The Tao of Eastwood

Chapter 6

Profit and Thieves

I know what you’re thinking punk. You’re thinking “did he fire six shots or only five?”. Now to tell you the truth, I forgot myself in all this excitement. But being this is a .44 Magnum, the most powerful handgun in the world and will blow your head clean off, you’ve got to ask yourself a question, “do I feel lucky?”. Well, do ya, punk?

Inspector Harry Callahan | Dirty Harry

Throw away holiness and wisdom,
and people will be a hundred times happier.
Throw away morality and justice,
and people do the right thing.
Throw away industry and profit,
and there won’t be any thieves.

Tao Te Ching | from verse 19

Once we define what is right, what is worthy of worship or what it means to be a success, people will believe it. They will stress over whether they have it or don’t have it. They worry if they are doing it right or not.
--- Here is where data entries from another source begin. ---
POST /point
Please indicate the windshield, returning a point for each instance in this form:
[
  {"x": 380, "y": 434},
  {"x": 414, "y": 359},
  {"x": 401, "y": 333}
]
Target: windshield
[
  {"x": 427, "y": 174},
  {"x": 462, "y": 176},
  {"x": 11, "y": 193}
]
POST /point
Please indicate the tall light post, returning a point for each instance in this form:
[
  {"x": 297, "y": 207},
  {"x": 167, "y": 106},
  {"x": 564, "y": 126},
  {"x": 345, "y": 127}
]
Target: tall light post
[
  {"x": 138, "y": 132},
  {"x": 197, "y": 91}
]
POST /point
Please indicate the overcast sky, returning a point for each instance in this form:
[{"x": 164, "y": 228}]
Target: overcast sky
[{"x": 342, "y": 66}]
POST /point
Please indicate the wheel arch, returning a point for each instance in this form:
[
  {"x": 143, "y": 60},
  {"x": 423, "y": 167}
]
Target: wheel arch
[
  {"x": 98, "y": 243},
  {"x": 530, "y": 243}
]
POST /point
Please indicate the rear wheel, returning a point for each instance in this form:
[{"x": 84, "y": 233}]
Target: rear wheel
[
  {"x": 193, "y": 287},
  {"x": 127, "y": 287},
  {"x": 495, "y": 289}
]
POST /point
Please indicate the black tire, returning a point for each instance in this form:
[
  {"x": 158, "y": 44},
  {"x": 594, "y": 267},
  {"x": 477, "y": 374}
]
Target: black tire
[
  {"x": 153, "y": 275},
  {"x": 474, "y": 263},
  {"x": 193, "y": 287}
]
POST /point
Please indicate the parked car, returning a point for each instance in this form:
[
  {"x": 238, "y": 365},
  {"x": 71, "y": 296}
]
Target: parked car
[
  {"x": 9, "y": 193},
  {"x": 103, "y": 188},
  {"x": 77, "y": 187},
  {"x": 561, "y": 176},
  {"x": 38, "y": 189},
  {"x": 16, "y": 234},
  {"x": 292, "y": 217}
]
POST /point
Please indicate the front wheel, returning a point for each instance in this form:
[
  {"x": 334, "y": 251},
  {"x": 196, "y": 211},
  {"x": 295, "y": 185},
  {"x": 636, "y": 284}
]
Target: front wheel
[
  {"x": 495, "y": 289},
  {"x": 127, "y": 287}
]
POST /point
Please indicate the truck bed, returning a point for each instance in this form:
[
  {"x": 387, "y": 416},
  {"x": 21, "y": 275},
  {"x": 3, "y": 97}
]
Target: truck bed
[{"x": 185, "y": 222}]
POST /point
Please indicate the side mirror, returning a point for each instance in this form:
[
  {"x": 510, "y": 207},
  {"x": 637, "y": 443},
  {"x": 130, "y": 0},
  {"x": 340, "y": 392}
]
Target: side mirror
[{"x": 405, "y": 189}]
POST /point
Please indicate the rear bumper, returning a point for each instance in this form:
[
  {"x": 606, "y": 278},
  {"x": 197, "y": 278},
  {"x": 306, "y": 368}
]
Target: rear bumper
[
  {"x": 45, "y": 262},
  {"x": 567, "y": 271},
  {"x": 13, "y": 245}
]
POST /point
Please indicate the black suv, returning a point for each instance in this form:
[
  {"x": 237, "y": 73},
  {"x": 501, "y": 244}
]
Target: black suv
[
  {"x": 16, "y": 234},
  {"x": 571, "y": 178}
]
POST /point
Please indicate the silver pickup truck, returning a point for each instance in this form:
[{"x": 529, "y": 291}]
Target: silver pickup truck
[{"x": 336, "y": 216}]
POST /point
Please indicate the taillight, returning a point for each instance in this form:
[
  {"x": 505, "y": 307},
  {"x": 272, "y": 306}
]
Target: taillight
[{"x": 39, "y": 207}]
Ironically, before anyone learned these definitions, they were doing just fine. People will find a natural, harmonious way to live together. Forcing them to qualify their choices with some label only messes things up.
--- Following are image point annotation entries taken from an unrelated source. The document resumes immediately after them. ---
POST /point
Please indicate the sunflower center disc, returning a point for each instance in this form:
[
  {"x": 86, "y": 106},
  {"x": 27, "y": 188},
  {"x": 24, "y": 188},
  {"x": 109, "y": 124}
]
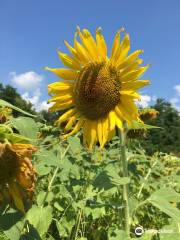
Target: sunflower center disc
[{"x": 96, "y": 91}]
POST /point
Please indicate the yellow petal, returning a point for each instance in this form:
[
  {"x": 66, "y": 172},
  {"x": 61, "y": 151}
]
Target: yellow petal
[
  {"x": 66, "y": 74},
  {"x": 101, "y": 44},
  {"x": 119, "y": 120},
  {"x": 17, "y": 196},
  {"x": 69, "y": 61},
  {"x": 76, "y": 128},
  {"x": 66, "y": 115},
  {"x": 130, "y": 93},
  {"x": 112, "y": 120},
  {"x": 81, "y": 52},
  {"x": 61, "y": 98},
  {"x": 129, "y": 60},
  {"x": 111, "y": 134},
  {"x": 105, "y": 126},
  {"x": 71, "y": 122},
  {"x": 122, "y": 51},
  {"x": 71, "y": 49},
  {"x": 133, "y": 75},
  {"x": 61, "y": 106},
  {"x": 89, "y": 43},
  {"x": 100, "y": 131},
  {"x": 116, "y": 44},
  {"x": 121, "y": 111},
  {"x": 134, "y": 85},
  {"x": 93, "y": 133}
]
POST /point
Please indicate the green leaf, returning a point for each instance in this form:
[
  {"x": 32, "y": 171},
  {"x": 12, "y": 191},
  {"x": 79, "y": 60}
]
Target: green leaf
[
  {"x": 42, "y": 170},
  {"x": 40, "y": 218},
  {"x": 170, "y": 232},
  {"x": 6, "y": 104},
  {"x": 168, "y": 194},
  {"x": 26, "y": 126},
  {"x": 14, "y": 233},
  {"x": 116, "y": 234},
  {"x": 75, "y": 144},
  {"x": 165, "y": 206},
  {"x": 139, "y": 125}
]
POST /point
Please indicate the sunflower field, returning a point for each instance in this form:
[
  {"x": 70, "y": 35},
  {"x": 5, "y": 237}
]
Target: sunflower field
[{"x": 87, "y": 176}]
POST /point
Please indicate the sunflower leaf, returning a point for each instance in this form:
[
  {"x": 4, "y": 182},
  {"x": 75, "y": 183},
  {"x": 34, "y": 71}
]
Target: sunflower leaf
[{"x": 6, "y": 104}]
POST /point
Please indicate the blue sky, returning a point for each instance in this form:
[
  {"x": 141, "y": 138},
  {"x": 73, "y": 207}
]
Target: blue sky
[{"x": 31, "y": 32}]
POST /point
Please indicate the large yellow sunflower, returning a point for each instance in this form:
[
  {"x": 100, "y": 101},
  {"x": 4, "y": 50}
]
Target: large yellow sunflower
[{"x": 97, "y": 91}]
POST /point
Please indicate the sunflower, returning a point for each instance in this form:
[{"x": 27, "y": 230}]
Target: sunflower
[
  {"x": 17, "y": 174},
  {"x": 98, "y": 92}
]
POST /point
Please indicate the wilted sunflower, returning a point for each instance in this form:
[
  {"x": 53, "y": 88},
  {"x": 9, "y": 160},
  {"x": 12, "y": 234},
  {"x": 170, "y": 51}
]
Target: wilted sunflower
[
  {"x": 97, "y": 91},
  {"x": 16, "y": 172}
]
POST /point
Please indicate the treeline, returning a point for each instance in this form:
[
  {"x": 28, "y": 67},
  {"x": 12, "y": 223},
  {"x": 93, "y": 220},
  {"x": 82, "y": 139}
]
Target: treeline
[{"x": 166, "y": 139}]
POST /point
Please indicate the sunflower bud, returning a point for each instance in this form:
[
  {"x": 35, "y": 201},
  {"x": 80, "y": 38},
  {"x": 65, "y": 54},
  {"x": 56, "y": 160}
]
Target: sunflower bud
[{"x": 17, "y": 172}]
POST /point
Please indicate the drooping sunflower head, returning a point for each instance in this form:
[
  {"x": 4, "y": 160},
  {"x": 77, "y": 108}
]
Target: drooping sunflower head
[
  {"x": 98, "y": 91},
  {"x": 16, "y": 172}
]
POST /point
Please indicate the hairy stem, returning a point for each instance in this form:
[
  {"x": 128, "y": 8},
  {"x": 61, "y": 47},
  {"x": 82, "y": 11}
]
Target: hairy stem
[
  {"x": 122, "y": 134},
  {"x": 54, "y": 176}
]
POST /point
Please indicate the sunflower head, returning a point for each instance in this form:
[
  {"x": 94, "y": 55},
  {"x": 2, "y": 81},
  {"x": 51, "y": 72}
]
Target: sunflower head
[
  {"x": 16, "y": 172},
  {"x": 98, "y": 91},
  {"x": 5, "y": 114}
]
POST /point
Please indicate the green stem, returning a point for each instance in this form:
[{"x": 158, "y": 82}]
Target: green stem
[
  {"x": 54, "y": 176},
  {"x": 145, "y": 180},
  {"x": 126, "y": 186}
]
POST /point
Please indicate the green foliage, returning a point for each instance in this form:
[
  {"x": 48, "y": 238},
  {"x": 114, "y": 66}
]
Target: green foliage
[{"x": 166, "y": 139}]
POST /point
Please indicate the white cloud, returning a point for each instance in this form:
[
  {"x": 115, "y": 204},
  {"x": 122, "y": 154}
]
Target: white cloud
[
  {"x": 177, "y": 89},
  {"x": 35, "y": 100},
  {"x": 145, "y": 101},
  {"x": 26, "y": 81},
  {"x": 175, "y": 101},
  {"x": 31, "y": 84}
]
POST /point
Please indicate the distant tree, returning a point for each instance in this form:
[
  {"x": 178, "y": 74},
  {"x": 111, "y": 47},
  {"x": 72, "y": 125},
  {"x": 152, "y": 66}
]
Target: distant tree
[
  {"x": 166, "y": 139},
  {"x": 47, "y": 117},
  {"x": 11, "y": 95}
]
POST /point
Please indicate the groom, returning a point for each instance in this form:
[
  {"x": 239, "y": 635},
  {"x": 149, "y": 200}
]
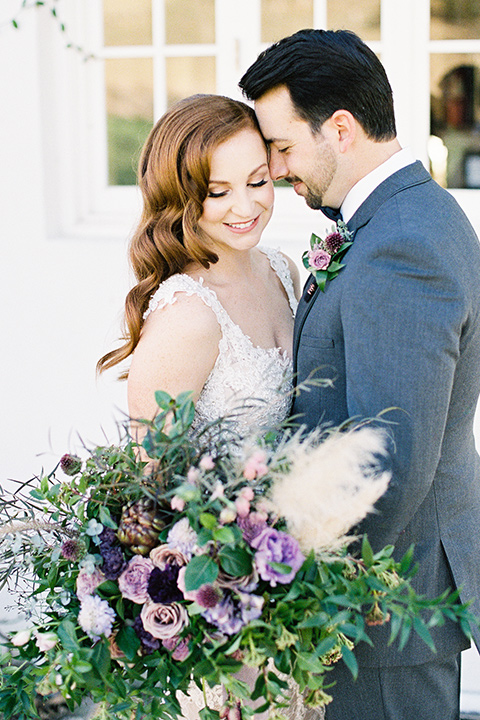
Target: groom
[{"x": 399, "y": 327}]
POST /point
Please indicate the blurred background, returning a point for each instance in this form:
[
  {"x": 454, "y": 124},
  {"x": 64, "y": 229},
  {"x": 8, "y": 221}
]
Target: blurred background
[{"x": 81, "y": 83}]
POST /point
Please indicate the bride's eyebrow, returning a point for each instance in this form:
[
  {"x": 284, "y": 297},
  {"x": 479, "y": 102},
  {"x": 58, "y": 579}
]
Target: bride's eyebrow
[{"x": 226, "y": 182}]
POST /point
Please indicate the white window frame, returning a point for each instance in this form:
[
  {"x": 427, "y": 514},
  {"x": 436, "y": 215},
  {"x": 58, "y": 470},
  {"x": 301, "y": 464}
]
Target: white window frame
[{"x": 78, "y": 199}]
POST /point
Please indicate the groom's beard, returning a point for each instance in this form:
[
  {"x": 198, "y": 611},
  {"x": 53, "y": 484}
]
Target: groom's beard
[{"x": 318, "y": 184}]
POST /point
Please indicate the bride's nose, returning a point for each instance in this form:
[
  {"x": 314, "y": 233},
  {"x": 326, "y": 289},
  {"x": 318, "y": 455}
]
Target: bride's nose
[
  {"x": 276, "y": 165},
  {"x": 243, "y": 204}
]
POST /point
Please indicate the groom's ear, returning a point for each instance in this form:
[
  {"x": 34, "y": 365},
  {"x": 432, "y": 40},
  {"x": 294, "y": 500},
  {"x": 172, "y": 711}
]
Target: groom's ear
[{"x": 342, "y": 128}]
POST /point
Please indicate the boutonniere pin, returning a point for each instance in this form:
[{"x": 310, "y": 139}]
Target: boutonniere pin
[{"x": 323, "y": 259}]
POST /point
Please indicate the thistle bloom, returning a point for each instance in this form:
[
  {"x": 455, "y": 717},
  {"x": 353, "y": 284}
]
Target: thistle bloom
[
  {"x": 178, "y": 647},
  {"x": 319, "y": 259},
  {"x": 278, "y": 547},
  {"x": 70, "y": 464},
  {"x": 70, "y": 550}
]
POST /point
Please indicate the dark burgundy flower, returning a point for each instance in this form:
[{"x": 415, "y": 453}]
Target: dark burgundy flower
[
  {"x": 162, "y": 584},
  {"x": 113, "y": 561},
  {"x": 70, "y": 549},
  {"x": 70, "y": 464}
]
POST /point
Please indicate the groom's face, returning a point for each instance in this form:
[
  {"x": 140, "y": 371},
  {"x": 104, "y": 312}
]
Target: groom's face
[{"x": 297, "y": 155}]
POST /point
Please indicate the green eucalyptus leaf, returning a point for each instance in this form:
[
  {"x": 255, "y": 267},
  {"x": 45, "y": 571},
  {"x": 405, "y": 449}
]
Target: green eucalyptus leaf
[
  {"x": 350, "y": 660},
  {"x": 201, "y": 570},
  {"x": 235, "y": 561}
]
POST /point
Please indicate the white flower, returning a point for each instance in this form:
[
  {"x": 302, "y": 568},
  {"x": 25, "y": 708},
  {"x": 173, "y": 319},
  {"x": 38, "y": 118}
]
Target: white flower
[
  {"x": 330, "y": 487},
  {"x": 21, "y": 638},
  {"x": 46, "y": 641},
  {"x": 96, "y": 617},
  {"x": 183, "y": 537}
]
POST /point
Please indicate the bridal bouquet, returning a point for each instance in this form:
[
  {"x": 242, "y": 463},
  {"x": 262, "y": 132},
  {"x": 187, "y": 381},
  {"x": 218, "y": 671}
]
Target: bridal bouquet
[{"x": 154, "y": 572}]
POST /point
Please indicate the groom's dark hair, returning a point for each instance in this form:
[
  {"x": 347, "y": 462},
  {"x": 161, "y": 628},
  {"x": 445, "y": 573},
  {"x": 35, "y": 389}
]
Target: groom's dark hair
[{"x": 325, "y": 71}]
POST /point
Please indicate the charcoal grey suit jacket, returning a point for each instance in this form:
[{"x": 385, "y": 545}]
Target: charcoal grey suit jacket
[{"x": 400, "y": 327}]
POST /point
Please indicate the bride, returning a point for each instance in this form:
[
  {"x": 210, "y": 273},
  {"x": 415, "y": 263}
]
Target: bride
[{"x": 211, "y": 311}]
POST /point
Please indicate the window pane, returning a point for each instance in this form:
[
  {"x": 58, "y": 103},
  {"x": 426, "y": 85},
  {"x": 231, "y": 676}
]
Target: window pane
[
  {"x": 454, "y": 19},
  {"x": 284, "y": 17},
  {"x": 361, "y": 17},
  {"x": 129, "y": 89},
  {"x": 189, "y": 22},
  {"x": 455, "y": 123},
  {"x": 127, "y": 22},
  {"x": 188, "y": 76}
]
Inspector “Dirty” Harry Callahan delivers this famous line after foiling an attempted bank robbery and faces down one of the thieves.
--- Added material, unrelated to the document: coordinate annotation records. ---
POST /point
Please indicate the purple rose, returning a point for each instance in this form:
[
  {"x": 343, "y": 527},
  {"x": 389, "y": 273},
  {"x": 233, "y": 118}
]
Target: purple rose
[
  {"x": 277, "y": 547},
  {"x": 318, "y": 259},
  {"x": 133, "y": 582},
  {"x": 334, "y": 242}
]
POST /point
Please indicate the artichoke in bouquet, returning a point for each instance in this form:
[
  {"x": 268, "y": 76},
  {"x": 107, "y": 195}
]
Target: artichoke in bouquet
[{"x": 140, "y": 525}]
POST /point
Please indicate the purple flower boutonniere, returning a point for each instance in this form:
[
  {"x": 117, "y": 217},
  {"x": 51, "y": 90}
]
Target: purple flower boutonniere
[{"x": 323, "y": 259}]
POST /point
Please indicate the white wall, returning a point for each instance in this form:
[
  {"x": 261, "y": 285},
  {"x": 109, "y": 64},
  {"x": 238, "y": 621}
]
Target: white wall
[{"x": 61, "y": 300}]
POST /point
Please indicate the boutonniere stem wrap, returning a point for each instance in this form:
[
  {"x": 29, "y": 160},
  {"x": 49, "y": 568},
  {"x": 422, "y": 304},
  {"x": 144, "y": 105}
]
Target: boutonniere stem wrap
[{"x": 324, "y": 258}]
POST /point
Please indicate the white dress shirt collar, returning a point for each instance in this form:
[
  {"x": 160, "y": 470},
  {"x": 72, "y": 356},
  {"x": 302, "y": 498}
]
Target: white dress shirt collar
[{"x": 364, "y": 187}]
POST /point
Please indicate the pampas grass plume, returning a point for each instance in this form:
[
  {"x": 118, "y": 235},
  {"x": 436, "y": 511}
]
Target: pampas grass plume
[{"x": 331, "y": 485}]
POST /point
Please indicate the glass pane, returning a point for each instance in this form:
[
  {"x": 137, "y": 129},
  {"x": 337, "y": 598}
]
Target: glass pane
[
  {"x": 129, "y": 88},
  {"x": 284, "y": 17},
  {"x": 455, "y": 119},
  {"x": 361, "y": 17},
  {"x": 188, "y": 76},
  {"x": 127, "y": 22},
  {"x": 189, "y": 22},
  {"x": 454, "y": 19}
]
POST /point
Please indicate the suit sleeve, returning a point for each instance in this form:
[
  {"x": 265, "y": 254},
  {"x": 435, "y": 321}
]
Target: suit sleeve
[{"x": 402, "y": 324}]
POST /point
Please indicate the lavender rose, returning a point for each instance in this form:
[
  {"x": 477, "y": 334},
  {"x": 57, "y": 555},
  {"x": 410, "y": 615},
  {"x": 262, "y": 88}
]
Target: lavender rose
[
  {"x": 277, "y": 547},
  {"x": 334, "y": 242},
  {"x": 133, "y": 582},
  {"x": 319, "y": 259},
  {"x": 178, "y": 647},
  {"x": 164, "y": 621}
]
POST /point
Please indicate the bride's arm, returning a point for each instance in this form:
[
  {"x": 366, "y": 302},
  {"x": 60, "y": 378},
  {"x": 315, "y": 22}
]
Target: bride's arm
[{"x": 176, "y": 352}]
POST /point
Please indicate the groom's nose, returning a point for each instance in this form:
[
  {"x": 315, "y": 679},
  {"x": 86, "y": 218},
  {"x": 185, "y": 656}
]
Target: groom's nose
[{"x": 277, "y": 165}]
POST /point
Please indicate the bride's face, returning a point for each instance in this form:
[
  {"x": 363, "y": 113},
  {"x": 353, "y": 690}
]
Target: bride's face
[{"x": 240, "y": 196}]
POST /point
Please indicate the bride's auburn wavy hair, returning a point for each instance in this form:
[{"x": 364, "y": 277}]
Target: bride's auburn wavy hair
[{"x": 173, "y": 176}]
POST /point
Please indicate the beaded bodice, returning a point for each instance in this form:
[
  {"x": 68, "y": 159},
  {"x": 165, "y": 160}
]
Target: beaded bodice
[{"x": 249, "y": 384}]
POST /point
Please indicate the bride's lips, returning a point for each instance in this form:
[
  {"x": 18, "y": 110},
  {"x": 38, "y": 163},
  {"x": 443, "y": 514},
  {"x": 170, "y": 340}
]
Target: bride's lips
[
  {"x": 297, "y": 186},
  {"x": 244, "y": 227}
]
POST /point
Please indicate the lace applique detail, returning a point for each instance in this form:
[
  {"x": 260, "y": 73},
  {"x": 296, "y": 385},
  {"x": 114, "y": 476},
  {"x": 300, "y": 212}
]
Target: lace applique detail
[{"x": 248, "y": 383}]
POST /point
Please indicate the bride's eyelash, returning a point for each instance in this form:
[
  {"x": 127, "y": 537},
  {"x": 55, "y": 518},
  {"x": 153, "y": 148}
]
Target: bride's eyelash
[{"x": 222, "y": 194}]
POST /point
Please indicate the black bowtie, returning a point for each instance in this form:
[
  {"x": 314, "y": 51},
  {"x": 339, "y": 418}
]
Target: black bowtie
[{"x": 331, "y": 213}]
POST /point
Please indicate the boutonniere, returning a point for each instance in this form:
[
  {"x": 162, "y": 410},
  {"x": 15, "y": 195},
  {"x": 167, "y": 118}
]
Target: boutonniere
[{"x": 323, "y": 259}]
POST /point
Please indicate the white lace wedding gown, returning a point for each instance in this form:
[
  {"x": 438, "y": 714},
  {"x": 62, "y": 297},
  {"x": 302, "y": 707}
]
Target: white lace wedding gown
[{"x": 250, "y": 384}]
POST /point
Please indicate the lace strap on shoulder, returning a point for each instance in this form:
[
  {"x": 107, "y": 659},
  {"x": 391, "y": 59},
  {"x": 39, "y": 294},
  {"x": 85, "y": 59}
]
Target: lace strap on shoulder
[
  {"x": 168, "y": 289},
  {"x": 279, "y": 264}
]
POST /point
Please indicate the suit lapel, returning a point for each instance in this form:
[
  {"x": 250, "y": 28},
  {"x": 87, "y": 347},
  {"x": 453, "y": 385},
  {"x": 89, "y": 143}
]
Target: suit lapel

Sick and tired that no one in power is doing anything to really solve the social or moral injustices he has to experience everyday as a cop, he becomes a force of one, doing what he sees going undone.

If there were no “bad” guys to chase down, Callahan would likely be living a different life. What he wouldn’t be doing is creating circumstances that allow bad guys to exist in the first place. He exists because his opposite also exists. His is the Yang chasing the Yin.

I imagine if he hadn’t been a cop, he would have been that really tough history teacher no one wanted in high school.